Reacting to the hike in interest rate, Uche Uwaleke
Professor of Capital market in Nassarawa State University said,
“In line with many analysts’ expectations, the MPC has increased the MPR yet again. But this time around, by 25bps.
“For me, I think the marginal rate increase is a signal that the CBN will completely pause or apply the brake beginning from the first quarter of next year.
“This has to happen to stem the rising cost of funds and negative impact on credit access so that small businesses in particular can breathe.
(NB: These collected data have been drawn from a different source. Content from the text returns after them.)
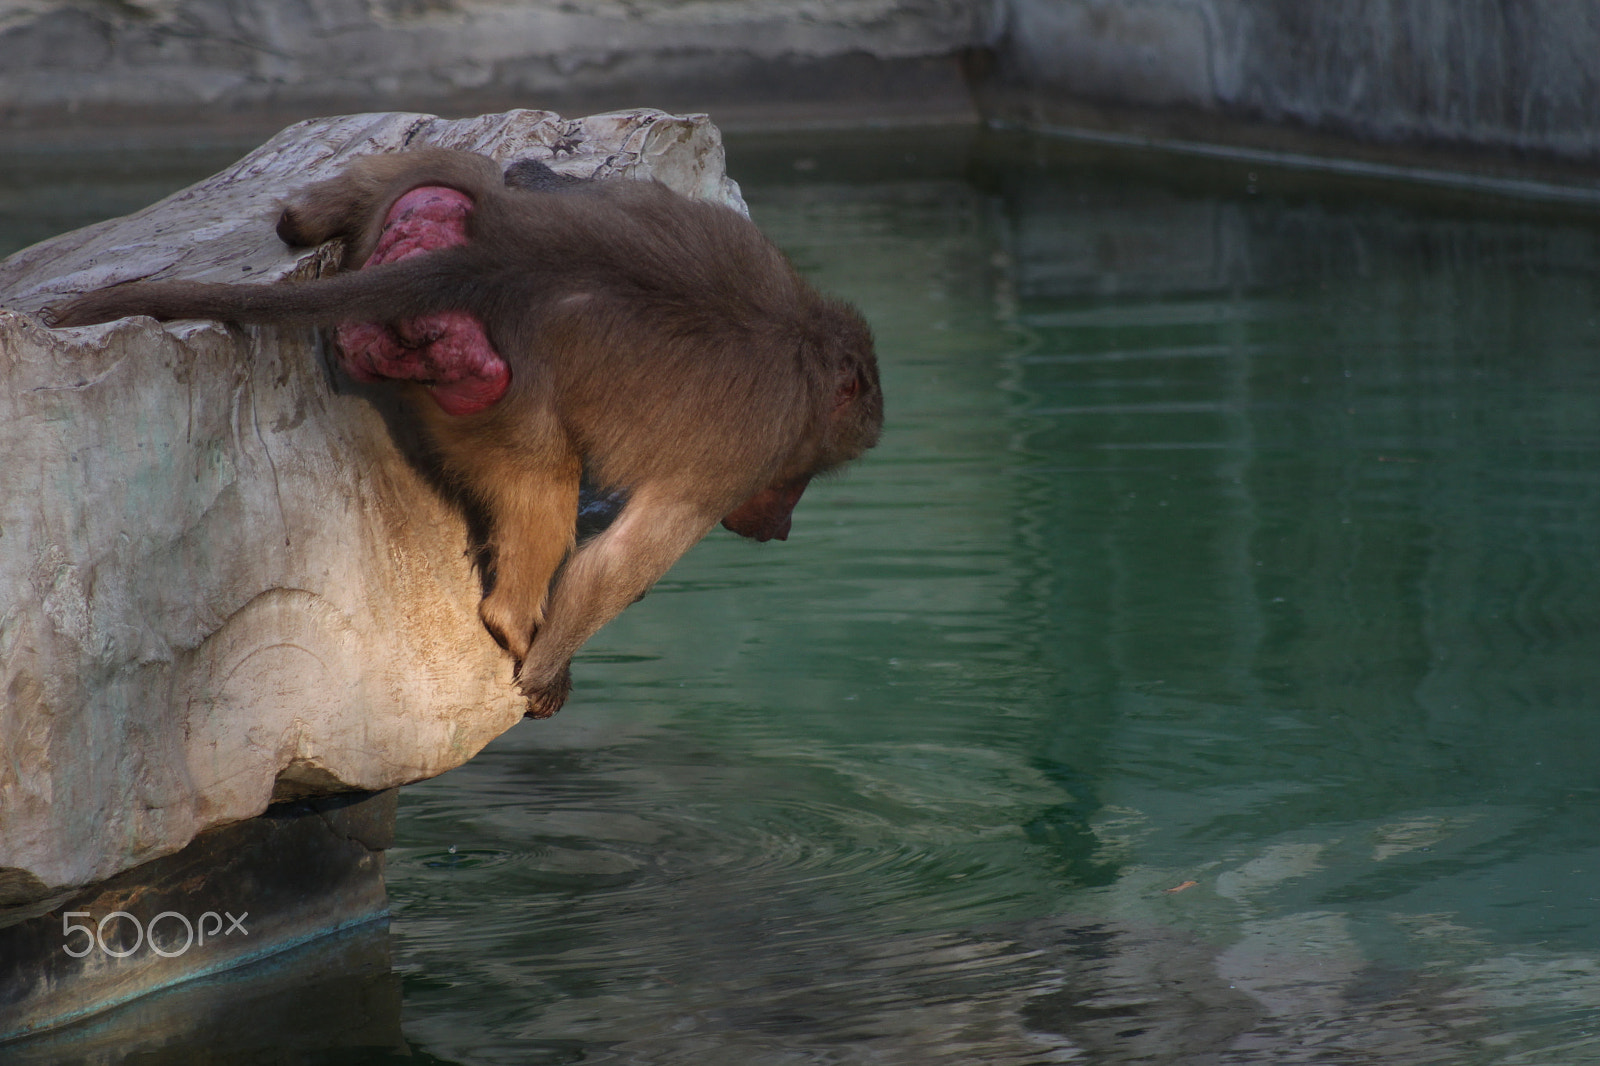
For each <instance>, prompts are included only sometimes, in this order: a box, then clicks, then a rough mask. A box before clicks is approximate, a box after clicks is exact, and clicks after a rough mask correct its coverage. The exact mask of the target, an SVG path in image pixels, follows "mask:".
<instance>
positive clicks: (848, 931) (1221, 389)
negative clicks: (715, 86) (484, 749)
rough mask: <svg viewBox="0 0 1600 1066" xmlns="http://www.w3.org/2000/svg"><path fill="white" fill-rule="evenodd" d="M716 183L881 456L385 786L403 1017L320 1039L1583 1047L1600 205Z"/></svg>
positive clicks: (863, 178)
mask: <svg viewBox="0 0 1600 1066" xmlns="http://www.w3.org/2000/svg"><path fill="white" fill-rule="evenodd" d="M731 168H733V173H734V176H736V178H739V179H741V181H742V184H744V192H746V197H747V198H749V202H750V205H752V213H754V216H755V219H757V221H758V222H760V224H762V227H763V229H765V230H766V232H768V234H770V235H771V237H774V238H776V240H778V242H779V243H781V245H782V246H784V248H786V250H789V251H790V254H792V256H794V258H795V261H797V262H798V264H800V266H802V267H803V269H805V271H806V272H808V274H810V275H811V277H813V279H814V280H816V282H818V283H819V287H822V288H824V290H829V291H832V293H838V295H843V296H848V298H850V299H853V301H856V303H858V304H859V307H861V309H862V312H864V314H866V315H867V319H869V320H870V322H872V323H874V327H875V331H877V336H878V346H880V357H882V360H883V378H885V392H886V395H888V402H890V419H888V427H886V432H885V437H883V443H882V447H880V448H878V450H877V451H875V453H872V456H870V458H869V459H867V461H866V463H862V464H859V466H858V467H856V469H854V471H851V472H850V474H848V475H845V477H843V479H838V480H834V482H829V483H824V485H818V487H814V488H813V490H811V493H808V496H806V501H805V503H803V504H802V509H800V511H798V512H797V522H795V531H794V536H792V538H790V541H789V543H786V544H766V546H755V544H749V543H742V541H739V539H738V538H733V536H731V535H722V533H718V535H715V536H712V538H709V539H707V541H706V543H704V544H701V546H699V547H696V549H694V551H693V552H691V554H690V555H688V557H686V559H685V560H683V562H682V563H678V567H677V568H675V570H674V571H672V573H670V575H669V576H667V579H666V581H662V583H661V584H659V586H658V587H656V591H654V592H653V594H651V595H650V597H648V599H646V600H643V602H642V603H638V605H635V607H632V608H630V610H629V611H627V613H626V615H624V616H622V618H621V619H619V621H616V623H614V624H611V626H610V627H608V629H606V631H603V632H602V634H600V635H598V637H597V639H595V640H594V642H590V645H589V647H587V648H586V651H584V653H582V656H581V658H579V661H578V664H576V667H574V677H576V695H574V698H573V701H571V703H570V704H568V707H566V709H565V711H563V712H562V714H560V715H557V717H555V719H552V720H549V722H525V723H522V725H518V727H517V728H514V730H512V731H510V733H507V735H506V736H502V738H501V739H499V741H496V743H494V744H491V746H490V747H488V749H486V751H485V752H483V754H482V755H480V757H478V759H475V760H474V762H472V763H469V765H467V767H462V768H461V770H456V771H451V773H448V775H445V776H442V778H438V779H434V781H429V783H424V784H419V786H414V787H410V789H406V791H405V792H403V797H402V805H400V826H398V845H397V847H395V848H394V850H392V852H390V853H389V887H390V896H392V903H394V924H392V927H390V930H389V933H387V941H386V944H384V949H386V951H387V952H389V962H387V964H386V967H387V968H384V972H382V973H379V975H376V978H373V976H370V978H366V981H368V984H366V988H370V989H371V988H376V989H379V991H382V994H376V996H371V997H370V999H368V1000H366V1002H370V1004H376V1005H371V1007H370V1010H371V1012H373V1013H378V1015H381V1018H379V1023H384V1024H389V1026H392V1029H394V1032H395V1034H397V1036H392V1037H390V1044H389V1045H387V1047H374V1044H373V1040H370V1039H365V1037H363V1039H355V1037H352V1036H350V1032H349V1029H352V1028H354V1023H352V1021H349V1020H344V1021H341V1020H338V1018H336V1020H331V1021H328V1023H326V1026H325V1031H323V1036H320V1037H315V1039H318V1040H323V1044H325V1047H323V1048H322V1050H318V1048H315V1047H312V1048H309V1050H304V1052H301V1053H299V1055H302V1056H304V1058H302V1060H294V1061H328V1063H346V1061H373V1063H376V1061H384V1063H387V1061H440V1063H474V1064H477V1063H694V1064H723V1063H726V1064H730V1066H746V1064H747V1066H766V1064H790V1063H1029V1064H1032V1063H1368V1061H1371V1063H1506V1064H1512V1063H1530V1064H1533V1063H1538V1064H1565V1063H1600V714H1597V711H1600V325H1597V315H1600V227H1597V226H1595V222H1594V221H1587V219H1582V218H1557V216H1538V214H1531V213H1517V211H1510V210H1502V208H1493V206H1485V205H1459V203H1443V202H1440V200H1438V197H1437V195H1434V194H1427V192H1426V190H1422V192H1413V194H1408V195H1406V197H1403V198H1395V197H1389V195H1379V194H1378V192H1374V190H1371V189H1349V187H1323V189H1307V187H1302V186H1294V184H1291V182H1290V179H1288V178H1286V176H1283V174H1270V173H1259V174H1253V173H1251V171H1250V168H1246V166H1237V168H1234V166H1229V165H1206V166H1205V168H1202V166H1200V165H1197V163H1190V162H1184V160H1165V162H1163V160H1144V162H1138V160H1128V158H1118V157H1099V155H1086V154H1083V152H1074V150H1066V149H1061V147H1051V146H1048V144H1045V142H1029V141H1014V139H979V141H976V142H968V139H966V138H962V136H898V138H882V139H870V138H856V139H838V138H834V139H806V138H790V139H787V141H776V139H773V141H742V142H741V141H734V144H733V150H731ZM1189 882H1194V884H1192V885H1190V887H1187V888H1182V890H1179V892H1173V890H1174V888H1179V887H1181V885H1186V884H1189ZM384 989H387V991H384ZM285 1013H286V1012H285ZM368 1021H371V1018H368ZM379 1028H382V1024H379ZM253 1039H254V1040H258V1044H254V1045H250V1047H245V1048H240V1050H238V1053H240V1055H243V1056H245V1058H250V1055H251V1053H259V1055H261V1056H262V1058H261V1061H277V1060H275V1058H272V1055H274V1053H272V1052H270V1048H272V1047H275V1045H274V1037H270V1036H261V1037H253ZM334 1045H344V1050H333V1047H334ZM352 1045H354V1047H352ZM363 1047H365V1050H362V1048H363ZM149 1061H168V1060H160V1058H152V1060H149ZM173 1061H176V1060H173ZM182 1061H189V1060H182ZM251 1061H253V1060H251Z"/></svg>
“Regrettably, headline inflation has remained elevated and even resumed northwards despite the aggressive tightening measures by the CBN. The only area where one can see the benefits of the interest rate hikes has been in the Fx market where the impact of foreign portfolio inflows has helped to stabilise the exchange rate in the official window.
“The weak performance of the Agric and manufacturing sectors as indicated in the NBS Q3 GDP report may not be unconnected with rising interest and exchange rates.
“Indeed, the current macroeconomic challenges make it imperative for a proper synergy between monetary and fiscal policies”.
Meanwhile, finance expert and CEO, Wealthgate Advisors, Mr Adebiyi Adesuyi has advised the Central Bank of Nigeria (CBN) to find a way of revaluing the Naira, rather than always resorting MPC increase, as it has just done.
The Wealthgate Advisors’ boss noted that the increase in MPC rate to 27.50 percent will increase the cost of funds for businesses, without reducing the inflation rate in Nigeria.
He believed for the rising inflation rate to be effectively addressed, the apex bank must find an innovative way of revaluing Naira to give it a realistic exchange rate, while the government should also find a solution to the high cost of fuel.
“The interest rate hike will not result in a good economic outcome in Nigeria. Theoretically, higher interest rates are expected to reduce inflation rate; this approach works well in economies that have supportive infrastructure and appropriately valued currency.
“Nigeria is different. The inflation in Nigeria is traceable to the undervaluation of Naira; thus we have imported inflation in view of our overdependence on imported consumer and producer goods.
“The other major cause of rising inflation in Nigeria is the cost of fuel which has tripled over the last one year. This has affected the cost of moving foods and other agricultural commodities from the farms in the North to different markets in the country. The distribution of manufactured goods from factories to the markets is also affected by the high cost of fuel.
“That is why I strongly believe we must find a way revaluing our currency and work on petroleum price if we really want to address the issue of inflation,” he stated.